Get indexes for MER and TEX and calculate diversity:

TEX = get_sample_indexes(samples, "TEX")
MER = get_sample_indexes(samples, "MER")
pi = ts.diversity(sample_sets=[TEX, MER])
print(pi)
[5.83822688e-06 5.82979559e-06]

Same stuff as before but using windows:

windows = np.append(np.arange(0, ts.sequence_length, 5_000_000), ts.sequence_length)
windows = windows.astype(int)
pi = ts.diversity(sample_sets=[TEX, MER], windows=windows)
df = pd.DataFrame({"windows": windows[1:], "MER_pi": pi[:, 0], "TEX_pi": pi[:, 1]})
df["MER_pi"] = df["MER_pi"].map(lambda x: f"{x:.3G}")
df["TEX_pi"] = df["TEX_pi"].map(lambda x: f"{x:.3G}")
df
windows MER_pi TEX_pi
0 5000000 6.09E-06 6.12E-06
1 10000000 5.38E-06 5.37E-06
2 15000000 5.49E-06 5.35E-06
3 20000000 5.55E-06 5.74E-06
4 25000000 5.94E-06 5.88E-06
5 30000000 6.28E-06 6.39E-06
6 35000000 5.26E-06 5.28E-06
7 40000000 5.99E-06 5.91E-06
8 44077779 6.72E-06 6.54E-06

Multi-way statistics#

Many population genetic statistics compare multiple sets of samples to each other. For example, the TreeSequence.divergence() method computes the divergence between two subsets of samples:

d = ts.divergence([TEX, MER])
print(f"Divergence between TEX and MER: {d:.3G}")
Divergence between TEX and MER: 5.95E-06

The divergence between two sets of samples is a single number, and we we again return a single floating point value as the result. We can also compute this in windows along the genome, as before:

d = ts.divergence([TEX, MER], windows=windows)
print(d)
[6.21551166e-06 5.47266300e-06 5.56901446e-06 5.76647237e-06
 6.07222582e-06 6.44783571e-06 5.35874352e-06 6.06778929e-06
 6.77429612e-06]

A powerful feature of tskit’s stats API is that we can compute the divergences between multiple sets of samples simultaneously using the indexes argument:

CRL = get_sample_indexes(samples, "CRL")
d = ts.divergence([TEX, MER, CRL], indexes=[(0, 1), (0, 2)])
print(d)
[5.95482276e-06 5.96852516e-06]

The indexes argument is used to specify which pairs of sets we are interested in. In this example we’ve computed two different divergence values and the output is therefore a numpy array of length 2.

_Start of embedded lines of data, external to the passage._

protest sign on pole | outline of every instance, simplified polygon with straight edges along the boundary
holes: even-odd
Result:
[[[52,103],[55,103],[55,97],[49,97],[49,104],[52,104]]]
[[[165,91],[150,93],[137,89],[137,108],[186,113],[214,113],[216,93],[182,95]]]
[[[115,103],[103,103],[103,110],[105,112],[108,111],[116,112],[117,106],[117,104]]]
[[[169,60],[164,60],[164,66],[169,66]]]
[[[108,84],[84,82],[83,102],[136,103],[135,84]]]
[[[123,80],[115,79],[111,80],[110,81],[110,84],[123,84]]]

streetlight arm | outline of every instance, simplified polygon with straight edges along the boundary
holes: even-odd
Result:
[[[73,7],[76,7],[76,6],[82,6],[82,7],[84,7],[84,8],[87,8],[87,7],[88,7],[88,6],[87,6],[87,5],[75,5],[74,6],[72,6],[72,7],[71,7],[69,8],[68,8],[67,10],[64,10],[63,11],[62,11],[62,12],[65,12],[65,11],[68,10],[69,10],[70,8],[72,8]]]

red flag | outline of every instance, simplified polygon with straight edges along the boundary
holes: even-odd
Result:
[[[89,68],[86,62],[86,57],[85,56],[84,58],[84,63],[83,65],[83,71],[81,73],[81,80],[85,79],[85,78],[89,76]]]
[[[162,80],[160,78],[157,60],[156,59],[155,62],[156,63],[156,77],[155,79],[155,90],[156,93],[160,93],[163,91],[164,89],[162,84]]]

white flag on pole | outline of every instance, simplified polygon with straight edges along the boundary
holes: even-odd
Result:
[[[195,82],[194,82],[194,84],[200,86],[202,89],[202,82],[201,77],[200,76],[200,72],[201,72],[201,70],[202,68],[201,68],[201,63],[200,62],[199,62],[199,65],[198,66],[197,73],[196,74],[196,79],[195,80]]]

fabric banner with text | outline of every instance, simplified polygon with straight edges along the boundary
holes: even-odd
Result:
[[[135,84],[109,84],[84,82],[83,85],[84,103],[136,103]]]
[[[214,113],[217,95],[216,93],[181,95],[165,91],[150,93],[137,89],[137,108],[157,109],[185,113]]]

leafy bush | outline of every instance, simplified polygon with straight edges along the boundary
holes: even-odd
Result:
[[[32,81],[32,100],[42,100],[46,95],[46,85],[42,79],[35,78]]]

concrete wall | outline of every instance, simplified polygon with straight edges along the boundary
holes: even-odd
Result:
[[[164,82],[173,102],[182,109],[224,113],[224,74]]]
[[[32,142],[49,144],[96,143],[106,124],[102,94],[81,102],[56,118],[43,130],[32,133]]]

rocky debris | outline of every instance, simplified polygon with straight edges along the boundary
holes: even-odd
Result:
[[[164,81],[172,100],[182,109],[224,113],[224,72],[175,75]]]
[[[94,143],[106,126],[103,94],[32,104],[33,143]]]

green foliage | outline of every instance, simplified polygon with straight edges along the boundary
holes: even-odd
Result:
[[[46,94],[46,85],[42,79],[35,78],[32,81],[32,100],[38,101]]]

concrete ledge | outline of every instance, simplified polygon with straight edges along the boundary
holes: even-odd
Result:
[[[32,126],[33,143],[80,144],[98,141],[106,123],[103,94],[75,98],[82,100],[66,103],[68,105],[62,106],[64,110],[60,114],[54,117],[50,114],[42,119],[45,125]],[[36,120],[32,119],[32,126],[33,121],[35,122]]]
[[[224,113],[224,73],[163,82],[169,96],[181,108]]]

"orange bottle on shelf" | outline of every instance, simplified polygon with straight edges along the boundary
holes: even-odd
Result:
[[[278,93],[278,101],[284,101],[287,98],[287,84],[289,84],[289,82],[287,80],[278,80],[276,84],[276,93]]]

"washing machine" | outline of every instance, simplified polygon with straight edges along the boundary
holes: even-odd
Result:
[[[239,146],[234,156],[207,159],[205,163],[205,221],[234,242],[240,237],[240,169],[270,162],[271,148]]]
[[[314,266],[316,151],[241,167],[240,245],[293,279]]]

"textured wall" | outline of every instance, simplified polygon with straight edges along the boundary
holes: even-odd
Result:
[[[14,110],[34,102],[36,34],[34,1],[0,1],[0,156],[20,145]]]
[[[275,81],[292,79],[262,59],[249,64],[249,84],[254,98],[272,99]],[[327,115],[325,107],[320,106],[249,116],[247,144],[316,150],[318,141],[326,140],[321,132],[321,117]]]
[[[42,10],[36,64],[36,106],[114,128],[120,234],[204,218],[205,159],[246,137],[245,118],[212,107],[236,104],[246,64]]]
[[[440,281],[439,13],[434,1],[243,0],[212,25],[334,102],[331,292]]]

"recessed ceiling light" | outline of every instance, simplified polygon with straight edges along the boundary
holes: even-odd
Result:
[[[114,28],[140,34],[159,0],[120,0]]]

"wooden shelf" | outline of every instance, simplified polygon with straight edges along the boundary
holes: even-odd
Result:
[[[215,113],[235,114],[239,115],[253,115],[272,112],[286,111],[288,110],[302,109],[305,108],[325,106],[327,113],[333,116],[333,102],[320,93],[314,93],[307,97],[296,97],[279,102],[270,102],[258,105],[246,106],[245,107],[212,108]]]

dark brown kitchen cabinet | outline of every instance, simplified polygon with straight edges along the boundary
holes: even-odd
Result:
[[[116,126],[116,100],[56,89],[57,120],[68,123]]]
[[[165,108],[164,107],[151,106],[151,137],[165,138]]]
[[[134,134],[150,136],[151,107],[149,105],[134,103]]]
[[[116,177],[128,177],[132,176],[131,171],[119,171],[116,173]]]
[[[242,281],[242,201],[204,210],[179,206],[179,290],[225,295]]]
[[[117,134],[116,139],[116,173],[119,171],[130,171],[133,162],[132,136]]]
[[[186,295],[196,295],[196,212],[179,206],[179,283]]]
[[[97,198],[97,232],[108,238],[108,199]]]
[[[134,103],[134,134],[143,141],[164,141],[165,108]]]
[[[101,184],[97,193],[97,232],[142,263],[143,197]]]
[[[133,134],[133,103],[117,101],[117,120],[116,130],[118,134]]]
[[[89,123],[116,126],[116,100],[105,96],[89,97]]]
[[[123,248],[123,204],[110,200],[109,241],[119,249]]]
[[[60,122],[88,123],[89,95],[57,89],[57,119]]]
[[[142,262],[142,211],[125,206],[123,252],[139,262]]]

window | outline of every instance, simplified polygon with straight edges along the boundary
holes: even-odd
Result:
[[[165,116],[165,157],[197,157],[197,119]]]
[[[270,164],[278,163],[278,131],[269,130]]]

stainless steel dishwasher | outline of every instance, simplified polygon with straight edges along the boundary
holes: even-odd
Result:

As before, we can combine computing multiple statistics in multiple windows to return a 2D numpy array:

d = ts.divergence([TEX, MER, CRL], indexes=[(0, 1), (0, 2)], windows=windows)
df = pd.DataFrame({"windows": windows[1:], "TEXvsMER": d[:, 0], "MERvsCRL": d[:, 1]})
for column in df.columns[1:]:
    df[column] = df[column].map(lambda x: f"{x:.3G}")
df
windows TEXvsMER MERvsCRL
0 5000000 6.22E-06 6.21E-06
1 10000000 5.47E-06 5.54E-06
2 15000000 5.57E-06 5.63E-06
3 20000000 5.77E-06 5.64E-06
4 25000000 6.07E-06 6.01E-06
5 30000000 6.45E-06 6.47E-06
6 35000000 5.36E-06 5.44E-06
7 40000000 6.07E-06 6.09E-06
8 44077779 6.77E-06 6.84E-06

Each row again corresponds to a window, which contains the average divergence values between the chosen sets.